Whilst cloud storage providers may offer additional features to differentiate their product, they are all essentially the same as a removable hard disk, usb memory stick, or some other kind of removable storage. Whilst the additional features are very welcome, why should we have to learn a new way of managing storage just because it is out there in the cloud ?


There is a great deal of paranoia about storing private data in the cloud with the assumption that creepy organisations such as Google will do something nasty with the data. Well maybe, but the likelihood of Google being that interested in an individual’s data is a little unlikely. Of  course just because the cryptogeeks are a little paranoid does not mean they are completely wrong – there are privacy issues involved.

Firstly, Google could be looking at your data to determine things about you that would be of interest to advertisers – to present targeted adverts at you. Which at best can be a little weird.

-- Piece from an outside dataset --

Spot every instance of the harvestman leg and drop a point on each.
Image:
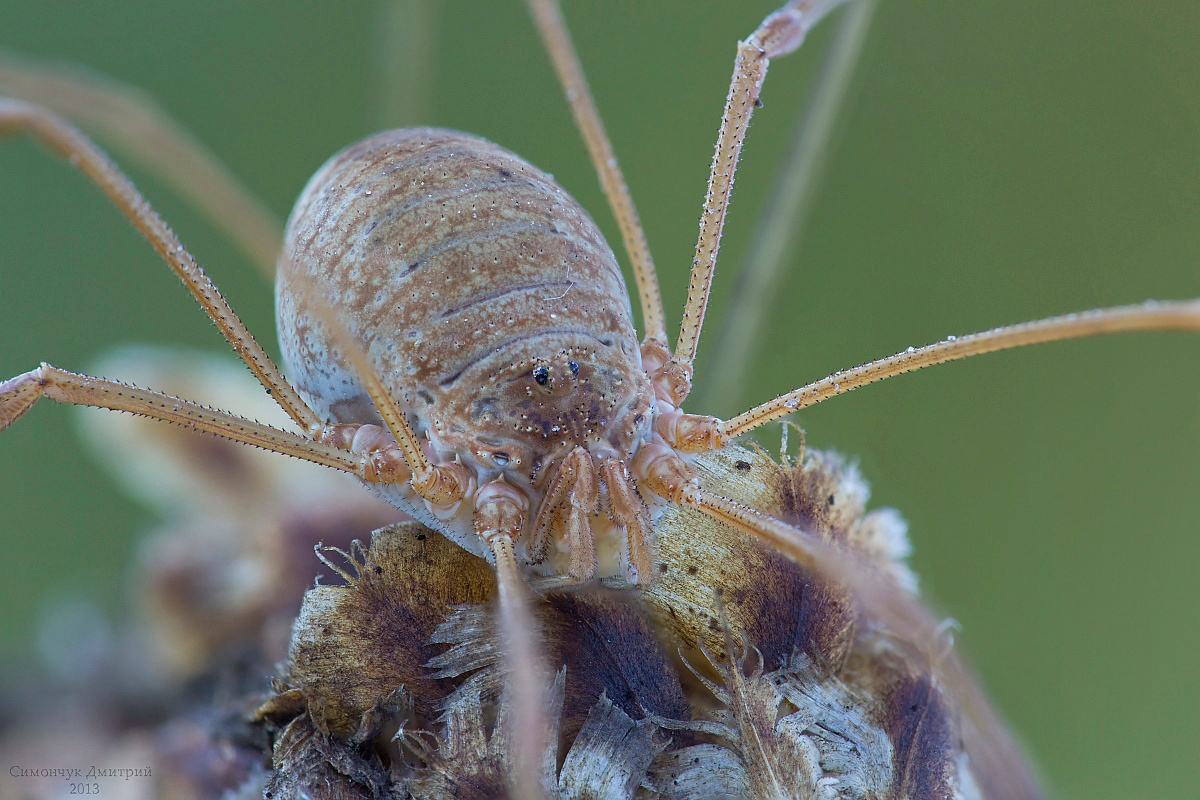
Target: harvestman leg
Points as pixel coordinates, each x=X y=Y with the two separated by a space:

Next we like to believe that the laws of our country will protect us from someone picking through our personal data. That someone could be the company supplying the storage, or it could be the government in the country where the storage is hosted. That would probably be fine if the storage was restricted to one location where we could be sure that the government protected us, but where is the storage located?

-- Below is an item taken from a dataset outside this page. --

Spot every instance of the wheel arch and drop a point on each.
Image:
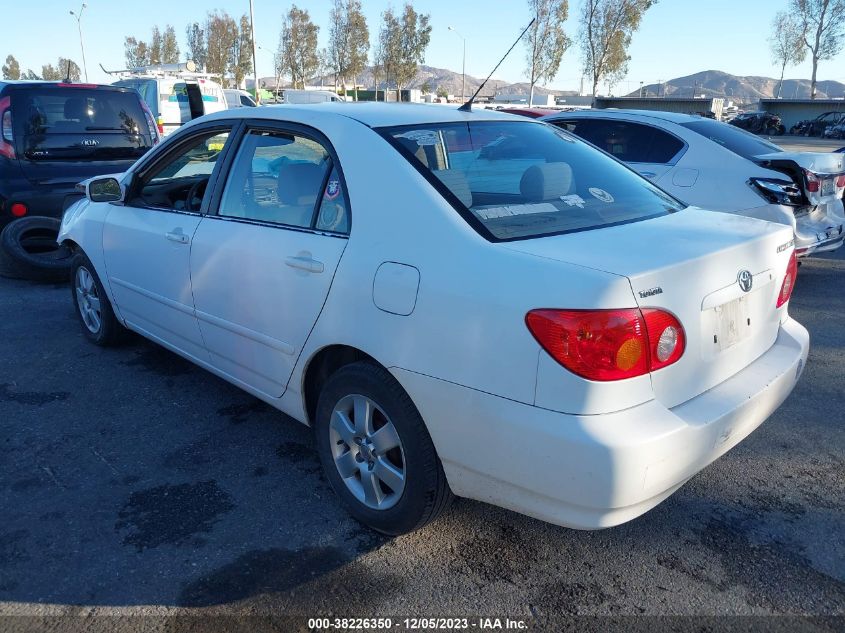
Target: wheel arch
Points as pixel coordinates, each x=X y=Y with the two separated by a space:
x=322 y=364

Much of the time the storage is located in foreign jurisdictions where there is no guarantee that any kind of privacy will be respected – especially if a foreign government takes an interest in your data. Don’t forget the laws of say the USA are not designed to protect citizens of any EU country (or visa-versa). There are of course agreements such as the EU Safe Harbour agreement, but it is possible that it does not offer as much protection as assumed – it is not really intended for private individuals choosing to put their own personal data into foreign jurisdictions.

Probably most of us do not have to worry about this sort of thing (although we can choose to), but some may have to be cautious about this sort of thing. Some of us deal with personal data about third parties – sometimes very personal data – and need to consider whether storing such data in the cloud is being appropriately responsible about the data privacy. For example, a contractor who stores information about their clients should be taking actions to ensure that data is not accidentally leaked (or hacked and published).

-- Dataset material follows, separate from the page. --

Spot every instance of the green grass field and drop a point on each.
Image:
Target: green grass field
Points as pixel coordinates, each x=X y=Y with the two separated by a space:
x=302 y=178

The easy answer to this problem is to assume that cloud storage is not safe for sensitive personal data, because there is a simple solution to the problem that still allows the cloud to be used. Use encryption such as TrueCrypt to ensure that even if the cloud leaks your data, it is still encrypted with a method that is not known to the cloud provider.

Store It Twice!

There have been occasions where storage providers have removed access to storage either permanently or temporarily – such as the Megauploads site. Whilst it is perhaps unlikely, it is possible for a cloud service provider to disappear and for the customers to lose their data – even if the cloud provider claims that there is some protection against this sort of thing happening. But it could happen, so it is sensible to ensure that if you store data in the cloud, that you should ensure that you have copies of that data elsewhere.